When it comes to worldbuilding, there are many points when someone, with their hands smooshed against their face, might think they’ve gone too far. Maybe it’s when they developed the complex political system. Perhaps it’s when they created a religion or mythology deeply rooted in their world’s culture. Possibly it’s when they described the geography of lands their main characters will never visit. On the other hand, I went down the deep end in trying to construct a language. Obviously, I wasn’t aiming to make the new Klingon or Esperanto or Dothraki, or to go down the route of making several Elvish languages. I just wanted to make something that looked and sounded slightly different.

So, trying my best to be productive, I was with my laptop a lot over quarantine. When I wasn’t buried under blankets with it, I was sitting at my desk late at night in a dark, cold corner of my room. Bathed in blue light, slowly feeding myself chocolate and fruit bowls, I tried to think. There were two main options where I could’ve boiled up some linguistic spaghetti. Despite it seeming the more apparent choice, I didn’t want to develop multiple languages in my science-fiction story, which focuses on human observers of galactic war far in the future. That’s because, thanks to Star Wars and Star Trek, my potential branches are snapped short, and technology within the story will work around it anyway. Instead, I’ve allowed my bubbling brainchild to cling to the story set in an alternative Early Middle Ages, which focuses on several rulers within a culturally-mixed kingdom.

This specific medieval society is a mash-up of Greeks from the Hellenistic period and people from the area of modern-day Norway/Sweden. After spending decades struggling to communicate with each other and with traders, the third king took it upon himself to make a new language. Said language would be composed partially of elements from their current languages but mostly from his own brain. Unfortunately, because said king doesn’t exist, I must be the third king.
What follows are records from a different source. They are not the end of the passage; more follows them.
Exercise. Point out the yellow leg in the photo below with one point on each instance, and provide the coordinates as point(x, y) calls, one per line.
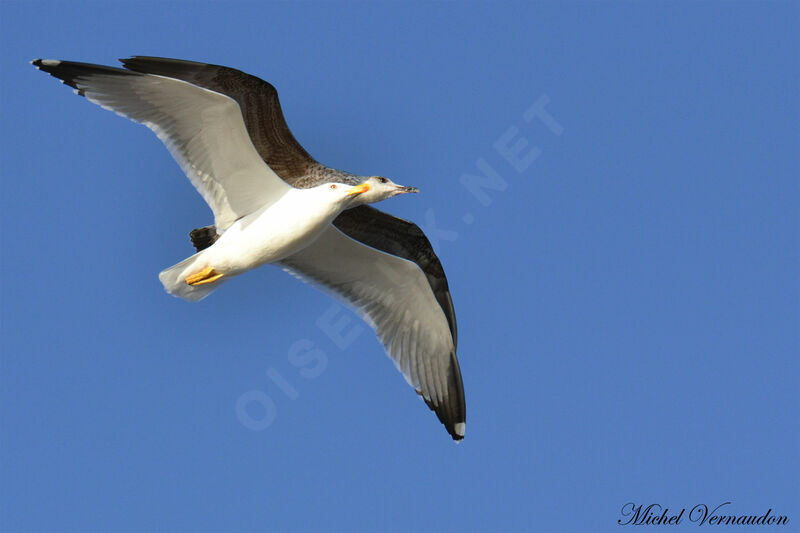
point(207, 275)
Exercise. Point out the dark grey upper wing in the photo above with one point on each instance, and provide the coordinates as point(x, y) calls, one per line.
point(258, 101)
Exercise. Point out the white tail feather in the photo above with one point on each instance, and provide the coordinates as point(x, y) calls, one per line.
point(174, 280)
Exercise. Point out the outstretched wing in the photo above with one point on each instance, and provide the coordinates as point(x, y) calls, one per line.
point(259, 105)
point(404, 239)
point(394, 296)
point(203, 130)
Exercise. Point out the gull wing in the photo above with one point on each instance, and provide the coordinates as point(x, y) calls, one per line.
point(203, 130)
point(259, 105)
point(394, 296)
point(404, 239)
point(275, 143)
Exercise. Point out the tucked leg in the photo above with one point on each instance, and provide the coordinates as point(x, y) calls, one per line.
point(207, 275)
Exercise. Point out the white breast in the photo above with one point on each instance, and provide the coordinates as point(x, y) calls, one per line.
point(272, 233)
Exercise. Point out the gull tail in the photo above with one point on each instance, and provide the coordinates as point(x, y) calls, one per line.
point(174, 280)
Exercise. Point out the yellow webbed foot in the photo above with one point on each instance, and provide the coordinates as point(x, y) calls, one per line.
point(207, 275)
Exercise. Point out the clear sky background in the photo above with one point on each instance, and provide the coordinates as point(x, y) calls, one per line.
point(627, 295)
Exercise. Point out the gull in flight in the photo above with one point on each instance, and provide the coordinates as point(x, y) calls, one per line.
point(273, 203)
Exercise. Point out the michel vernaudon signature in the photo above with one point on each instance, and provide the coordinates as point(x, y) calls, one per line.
point(700, 514)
As someone who struggles with reading, my first order of business in making this language was to make every letter pronounced. As such, they avoid double letters, unless both are needed for pronunciation. When double letters do occur, consonants remain as they are. However, vowels condense down to the letter with a macron, a feature seen in both the Ancient Greek (even though it wasn’t actually used at the time) and Proto-Germanic languages. This causes the sounds ah, oh, and uh. However, they pronounce i and e like the letter is being dragged out. In addition to this, some vowels gain different sounds via acute accents, but this typically occurs in names for people and not places. Because of the focus on vowels, the pronunciation of words relies heavily on what marks they have. I haven’t decided yet what other marks I’ll add, but I know macrons will reign as the supreme diacritic.
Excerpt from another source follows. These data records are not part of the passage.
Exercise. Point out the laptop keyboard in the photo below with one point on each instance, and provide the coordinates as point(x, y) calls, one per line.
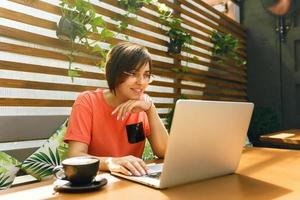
point(154, 171)
point(154, 175)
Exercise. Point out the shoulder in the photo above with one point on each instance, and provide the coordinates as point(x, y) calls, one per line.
point(89, 97)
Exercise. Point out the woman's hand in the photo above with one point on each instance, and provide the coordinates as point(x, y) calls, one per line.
point(133, 106)
point(128, 165)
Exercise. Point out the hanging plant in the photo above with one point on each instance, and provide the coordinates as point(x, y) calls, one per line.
point(77, 23)
point(225, 47)
point(178, 36)
point(169, 117)
point(131, 6)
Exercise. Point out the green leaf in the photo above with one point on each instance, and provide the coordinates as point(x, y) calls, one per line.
point(73, 73)
point(98, 21)
point(53, 157)
point(106, 34)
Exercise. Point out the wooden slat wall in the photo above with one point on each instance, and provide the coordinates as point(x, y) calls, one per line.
point(33, 61)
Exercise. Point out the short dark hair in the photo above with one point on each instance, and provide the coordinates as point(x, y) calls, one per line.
point(124, 57)
point(269, 3)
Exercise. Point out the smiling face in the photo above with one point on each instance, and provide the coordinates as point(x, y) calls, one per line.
point(128, 69)
point(281, 8)
point(134, 85)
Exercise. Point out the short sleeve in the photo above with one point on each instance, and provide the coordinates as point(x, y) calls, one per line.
point(146, 125)
point(80, 122)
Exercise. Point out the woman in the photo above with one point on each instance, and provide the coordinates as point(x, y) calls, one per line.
point(112, 124)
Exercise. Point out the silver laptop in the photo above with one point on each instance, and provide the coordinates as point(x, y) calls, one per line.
point(206, 141)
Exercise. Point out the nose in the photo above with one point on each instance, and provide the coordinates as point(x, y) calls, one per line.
point(140, 79)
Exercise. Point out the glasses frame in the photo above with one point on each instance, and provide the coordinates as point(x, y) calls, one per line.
point(133, 75)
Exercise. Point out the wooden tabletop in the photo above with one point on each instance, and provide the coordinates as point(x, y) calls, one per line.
point(289, 137)
point(262, 174)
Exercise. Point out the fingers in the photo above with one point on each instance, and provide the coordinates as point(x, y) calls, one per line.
point(122, 170)
point(132, 106)
point(130, 165)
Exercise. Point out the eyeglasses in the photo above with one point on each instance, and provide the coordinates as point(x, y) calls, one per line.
point(134, 75)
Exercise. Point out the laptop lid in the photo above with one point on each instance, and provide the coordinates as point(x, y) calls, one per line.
point(206, 140)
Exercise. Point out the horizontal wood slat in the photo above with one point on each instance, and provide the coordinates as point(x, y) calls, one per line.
point(222, 81)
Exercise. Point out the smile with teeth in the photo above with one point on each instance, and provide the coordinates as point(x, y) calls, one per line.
point(137, 90)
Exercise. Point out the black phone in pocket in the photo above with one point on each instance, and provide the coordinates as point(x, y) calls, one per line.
point(135, 133)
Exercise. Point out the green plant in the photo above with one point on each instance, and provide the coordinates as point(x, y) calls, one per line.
point(78, 22)
point(169, 117)
point(4, 181)
point(42, 164)
point(131, 6)
point(178, 36)
point(225, 46)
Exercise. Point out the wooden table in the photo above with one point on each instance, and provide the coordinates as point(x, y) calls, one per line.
point(262, 174)
point(288, 138)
When it came to forming words, mainly people and geographic names, it got easier. Most individual’s names continue down from their respective groups, keeping their original pronunciations. Very few come from this new language. This is why the first protagonist, Finian (which, while in reality is an Irish/Gaelic name, gets viewed here as a new name) has brothers named Alexander and Cosmas and a father named Georgios, but a mother named Deléne. The names of the main city and villages mostly come from the founder, an extraordinary narcissist, and his children. An example of this would be the focus village Ashēn. Exceptions would be the import city Lānhānhua and export city Lānhānri, which translate as river-entrance and river-exit.

At this point, I’m still nowhere near finalizing the language. I haven’t given it a name. I haven’t even determined the pronunciations of some of the words. Hopefully, my friends’ brains won’t melt listening to me repeatedly mumble out these words alone in my room at night. Regardless, it was nice adding progress to the worldbuilding of that story and getting lost in tabs upon tabs of research. It’s helped keep me sane.